Google Cloud Vision API full_text_annotation picking up "23" beside "#" symbol since March 7th

22 views Asked by At

I noticed that as early as I could observe of March 7th, Google Vision API has been picking up the non-existent symbols "23" either to the left or to the right of "#" symbols. For example, in the below image, it picks up the text "HIGHWAY # 236 NORTH" instead of just "HIGHWAY # 6 NORTH" which was the case before. The only correlation between "#" and "23" I could think of is that the # sign is U+0023 in Unicode, but in the past when Unicode characters were returned it was never returned this way.

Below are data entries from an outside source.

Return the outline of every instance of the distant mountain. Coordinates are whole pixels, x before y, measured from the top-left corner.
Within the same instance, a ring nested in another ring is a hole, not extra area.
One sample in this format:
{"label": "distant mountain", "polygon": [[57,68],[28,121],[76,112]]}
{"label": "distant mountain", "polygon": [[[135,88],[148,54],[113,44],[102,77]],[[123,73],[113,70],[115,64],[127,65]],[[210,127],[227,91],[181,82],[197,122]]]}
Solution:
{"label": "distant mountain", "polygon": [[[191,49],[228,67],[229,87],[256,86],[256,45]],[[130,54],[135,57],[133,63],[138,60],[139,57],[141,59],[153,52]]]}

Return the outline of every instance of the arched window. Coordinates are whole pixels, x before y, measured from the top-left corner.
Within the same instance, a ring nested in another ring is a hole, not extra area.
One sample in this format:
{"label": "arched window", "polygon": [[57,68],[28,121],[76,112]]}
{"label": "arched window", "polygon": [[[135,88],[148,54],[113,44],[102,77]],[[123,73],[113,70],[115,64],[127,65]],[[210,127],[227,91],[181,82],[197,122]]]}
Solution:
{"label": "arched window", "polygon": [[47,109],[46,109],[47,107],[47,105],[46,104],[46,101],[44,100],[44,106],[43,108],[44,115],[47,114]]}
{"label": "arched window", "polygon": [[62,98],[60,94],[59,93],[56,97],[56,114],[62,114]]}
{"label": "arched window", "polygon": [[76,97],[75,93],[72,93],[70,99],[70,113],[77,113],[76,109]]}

enter image description here

This is confirmed when I look at the returned object in the google-cloud-vision Python API. I could reproduce this problem on both the API version I was using as well as the latest 3.7.2 version:

... 
symbols {
      bounding_box {
        vertices {
          x: 166
          y: 7
        }
        vertices {
          x: 178
          y: 7
        }
        vertices {
          x: 178
          y: 28
        }
        vertices {
          x: 166
          y: 28
        }
      }
      text: "#"
      confidence: 0.431674063
    }
    confidence: 0.431674063
  }
  words {
    property {
      detected_languages {
        language_code: "en"
        confidence: 1
      }
    }
    bounding_box {
      vertices {
        x: 165
        y: 7
      }
      vertices {
        x: 201
        y: 7
      }
      vertices {
        x: 201
        y: 28
      }
      vertices {
        x: 165
        y: 28
      }
    }
    symbols {
      bounding_box {
        vertices {
          x: 165
          y: 7
        }
        vertices {
          x: 178
          y: 7
        }
        vertices {
          x: 178
          y: 28
        }
        vertices {
          x: 165
          y: 28
        }
      }
      text: "2"
      confidence: 0.822502255
    }
    symbols {
      bounding_box {
        vertices {
          x: 165
          y: 7
        }
        vertices {
          x: 183
          y: 7
        }
        vertices {
          x: 183
          y: 28
        }
        vertices {
          x: 165
          y: 28
        }
      }
      text: "3"
      confidence: 0.882505536
    }
...

I know that according to the release notes they announced they are switching over to a new OCR model 90 days after December 5th (https://cloud.google.com/vision/docs/release-notes) which is March 5th and the first time I noticed this problem was on the 7th so maybe that had something to do with it.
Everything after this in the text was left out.